The triangular piece of land that was not for sale contains exactly eleven acres. Of course it is not difficult to find the answer if we follow the eccentric and tricky tracks of intricate trigonometry; or I might say that the application of a well-known formula reduces the problem to finding one-quarter of the square root of (4 × 370 × 116) - (370 + 116 - 74)²—that is a quarter of the square root of 1936, which is one-quarter of 44, or 11 acres. But all that the reader really requires to know is the Pythagorean law on which many puzzles have been built, that in any right-angled triangle the square of the hypotenuse is equal to the sum of the squares of the other two sides. I shall dispense with all "surds" and similar absurdities, notwithstanding the fact that the sides of our triangle are clearly incommensurate, since we cannot exactly extract the square roots of the three square areas.
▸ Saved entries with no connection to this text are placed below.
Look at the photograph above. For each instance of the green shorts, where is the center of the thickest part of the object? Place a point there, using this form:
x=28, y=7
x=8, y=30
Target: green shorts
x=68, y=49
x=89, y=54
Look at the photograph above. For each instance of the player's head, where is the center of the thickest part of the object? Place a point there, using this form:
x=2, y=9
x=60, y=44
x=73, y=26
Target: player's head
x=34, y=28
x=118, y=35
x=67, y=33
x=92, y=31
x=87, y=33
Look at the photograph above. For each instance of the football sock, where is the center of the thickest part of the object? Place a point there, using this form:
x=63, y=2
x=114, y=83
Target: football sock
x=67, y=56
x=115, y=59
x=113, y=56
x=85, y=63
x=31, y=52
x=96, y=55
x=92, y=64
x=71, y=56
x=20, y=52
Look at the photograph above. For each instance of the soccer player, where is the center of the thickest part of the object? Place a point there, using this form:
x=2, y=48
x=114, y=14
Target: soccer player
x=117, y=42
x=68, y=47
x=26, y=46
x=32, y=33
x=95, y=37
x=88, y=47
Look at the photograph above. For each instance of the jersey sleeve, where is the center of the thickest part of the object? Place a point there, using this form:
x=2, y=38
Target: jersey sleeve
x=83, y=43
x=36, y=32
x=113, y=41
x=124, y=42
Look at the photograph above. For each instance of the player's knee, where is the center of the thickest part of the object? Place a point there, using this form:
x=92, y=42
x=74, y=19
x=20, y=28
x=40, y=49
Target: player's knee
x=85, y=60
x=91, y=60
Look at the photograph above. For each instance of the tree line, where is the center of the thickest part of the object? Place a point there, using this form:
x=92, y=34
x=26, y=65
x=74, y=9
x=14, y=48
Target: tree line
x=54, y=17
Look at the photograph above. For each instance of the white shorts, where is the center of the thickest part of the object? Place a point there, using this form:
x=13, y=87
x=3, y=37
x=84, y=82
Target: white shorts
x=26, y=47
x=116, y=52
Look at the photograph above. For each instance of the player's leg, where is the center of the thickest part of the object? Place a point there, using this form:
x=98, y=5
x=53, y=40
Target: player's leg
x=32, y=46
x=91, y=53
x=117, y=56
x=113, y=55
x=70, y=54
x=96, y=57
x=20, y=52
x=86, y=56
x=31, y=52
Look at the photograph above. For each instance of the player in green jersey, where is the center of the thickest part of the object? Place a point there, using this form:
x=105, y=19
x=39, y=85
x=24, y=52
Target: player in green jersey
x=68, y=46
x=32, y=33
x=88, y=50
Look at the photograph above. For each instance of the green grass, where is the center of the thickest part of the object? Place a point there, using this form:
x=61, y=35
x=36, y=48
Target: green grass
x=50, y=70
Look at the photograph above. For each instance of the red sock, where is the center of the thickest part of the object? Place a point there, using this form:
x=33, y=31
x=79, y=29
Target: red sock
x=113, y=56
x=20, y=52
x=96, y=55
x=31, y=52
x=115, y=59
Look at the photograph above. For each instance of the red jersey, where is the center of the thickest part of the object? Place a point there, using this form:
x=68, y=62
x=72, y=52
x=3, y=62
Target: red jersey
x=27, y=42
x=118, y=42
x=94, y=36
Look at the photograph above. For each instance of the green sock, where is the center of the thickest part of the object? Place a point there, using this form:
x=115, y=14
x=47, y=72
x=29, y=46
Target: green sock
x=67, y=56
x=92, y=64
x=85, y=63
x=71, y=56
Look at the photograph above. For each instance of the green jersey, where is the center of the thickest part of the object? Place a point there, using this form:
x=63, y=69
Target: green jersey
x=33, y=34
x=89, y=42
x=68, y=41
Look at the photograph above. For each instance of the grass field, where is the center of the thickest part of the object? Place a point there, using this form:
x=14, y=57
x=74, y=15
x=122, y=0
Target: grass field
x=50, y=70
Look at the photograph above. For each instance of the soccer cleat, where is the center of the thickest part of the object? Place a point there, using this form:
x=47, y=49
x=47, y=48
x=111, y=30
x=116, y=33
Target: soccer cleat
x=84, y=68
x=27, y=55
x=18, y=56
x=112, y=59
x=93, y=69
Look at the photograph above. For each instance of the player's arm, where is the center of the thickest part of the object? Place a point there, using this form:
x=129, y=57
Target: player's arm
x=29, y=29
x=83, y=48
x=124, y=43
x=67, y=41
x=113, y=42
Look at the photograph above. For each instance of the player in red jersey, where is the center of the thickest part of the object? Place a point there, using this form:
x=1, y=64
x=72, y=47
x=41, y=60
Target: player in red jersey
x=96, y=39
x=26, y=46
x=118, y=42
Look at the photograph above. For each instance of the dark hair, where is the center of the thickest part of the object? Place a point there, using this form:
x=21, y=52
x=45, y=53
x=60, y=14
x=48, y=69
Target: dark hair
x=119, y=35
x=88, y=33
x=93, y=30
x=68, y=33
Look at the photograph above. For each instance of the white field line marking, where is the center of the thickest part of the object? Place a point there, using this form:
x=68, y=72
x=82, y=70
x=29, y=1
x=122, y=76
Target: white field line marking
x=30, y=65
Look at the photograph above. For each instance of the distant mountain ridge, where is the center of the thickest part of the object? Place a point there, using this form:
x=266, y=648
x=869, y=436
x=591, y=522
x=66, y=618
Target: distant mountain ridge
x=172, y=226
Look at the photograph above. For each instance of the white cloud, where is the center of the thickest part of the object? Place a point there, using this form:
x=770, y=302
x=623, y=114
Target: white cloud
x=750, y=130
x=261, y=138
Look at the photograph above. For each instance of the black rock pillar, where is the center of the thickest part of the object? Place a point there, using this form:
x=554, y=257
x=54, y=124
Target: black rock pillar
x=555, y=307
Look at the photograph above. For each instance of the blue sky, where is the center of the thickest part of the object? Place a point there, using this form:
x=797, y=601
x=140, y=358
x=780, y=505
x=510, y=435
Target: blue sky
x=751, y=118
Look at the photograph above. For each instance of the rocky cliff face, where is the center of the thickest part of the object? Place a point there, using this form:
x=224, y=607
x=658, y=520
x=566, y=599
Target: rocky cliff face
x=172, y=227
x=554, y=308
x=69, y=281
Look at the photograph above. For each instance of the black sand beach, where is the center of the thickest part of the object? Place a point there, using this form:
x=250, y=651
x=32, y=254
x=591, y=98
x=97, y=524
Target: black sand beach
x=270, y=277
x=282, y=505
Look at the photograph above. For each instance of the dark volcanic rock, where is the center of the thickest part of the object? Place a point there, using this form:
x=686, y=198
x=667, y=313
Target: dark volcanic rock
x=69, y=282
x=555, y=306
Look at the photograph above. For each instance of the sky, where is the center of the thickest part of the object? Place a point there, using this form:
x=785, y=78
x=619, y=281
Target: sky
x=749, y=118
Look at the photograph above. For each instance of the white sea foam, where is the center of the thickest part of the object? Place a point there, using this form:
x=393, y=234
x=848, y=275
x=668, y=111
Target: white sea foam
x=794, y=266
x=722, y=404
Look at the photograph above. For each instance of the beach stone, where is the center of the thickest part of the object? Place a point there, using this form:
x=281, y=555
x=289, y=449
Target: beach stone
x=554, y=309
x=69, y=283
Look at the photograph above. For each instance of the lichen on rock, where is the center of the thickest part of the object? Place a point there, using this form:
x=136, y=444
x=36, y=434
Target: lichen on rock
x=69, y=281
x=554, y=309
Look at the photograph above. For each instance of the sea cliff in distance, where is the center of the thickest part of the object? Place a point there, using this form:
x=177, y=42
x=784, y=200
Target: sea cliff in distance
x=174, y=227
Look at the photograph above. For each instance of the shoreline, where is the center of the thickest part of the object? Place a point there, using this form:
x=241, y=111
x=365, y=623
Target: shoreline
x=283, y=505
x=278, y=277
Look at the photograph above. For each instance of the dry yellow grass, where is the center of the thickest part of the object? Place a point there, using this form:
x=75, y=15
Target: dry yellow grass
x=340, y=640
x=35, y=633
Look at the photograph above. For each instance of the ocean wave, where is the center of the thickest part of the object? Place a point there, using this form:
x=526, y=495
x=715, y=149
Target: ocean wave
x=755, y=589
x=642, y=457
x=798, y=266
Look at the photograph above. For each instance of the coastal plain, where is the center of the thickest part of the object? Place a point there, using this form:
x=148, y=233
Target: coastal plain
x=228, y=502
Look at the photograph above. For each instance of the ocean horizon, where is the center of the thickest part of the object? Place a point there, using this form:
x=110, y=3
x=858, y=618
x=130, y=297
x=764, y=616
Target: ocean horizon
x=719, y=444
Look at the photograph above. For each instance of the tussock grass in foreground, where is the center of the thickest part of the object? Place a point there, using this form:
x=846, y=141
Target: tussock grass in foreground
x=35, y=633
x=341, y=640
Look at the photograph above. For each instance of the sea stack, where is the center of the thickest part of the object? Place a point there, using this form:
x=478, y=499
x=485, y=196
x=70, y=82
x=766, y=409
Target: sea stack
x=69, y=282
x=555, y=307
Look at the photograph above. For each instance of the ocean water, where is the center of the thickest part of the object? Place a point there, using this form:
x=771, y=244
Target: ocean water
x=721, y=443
In the above diagram ABC represents our triangle. ADB is a right-angled triangle, AD measuring 9 and BD measuring 17, because the square of 9 added to the square of 17 equals 370, the known area of the square on AB. Also AEC is a right-angled triangle, and the square of 5 added to the square of 7 equals 74, the square estate on A C. Similarly, CFB is a right-angled triangle, for the square of 4 added to the square of 10 equals 116, the square estate on BC. Now, although the sides of our triangular estate are incommensurate, we have in this diagram all the exact figures that we need to discover the area with precision.

The area of our triangle ADB is clearly half of 9 × 17, or 76½ acres. The area of AEC is half of 5 × 7, or 17½ acres; the area of CFB is half of 4 × 10, or 20 acres; and the area of the oblong EDFC is obviously 4 × 7, or 28 acres. Now, if we add together 17½, 20, and 28 = 65½, and deduct this sum from the area of the large triangle ADB (which we have found to be 76½ acres), what remains must clearly be the area of ABC. That is to say, the area we want must be 76½ - 65½ = 11 acres exactly.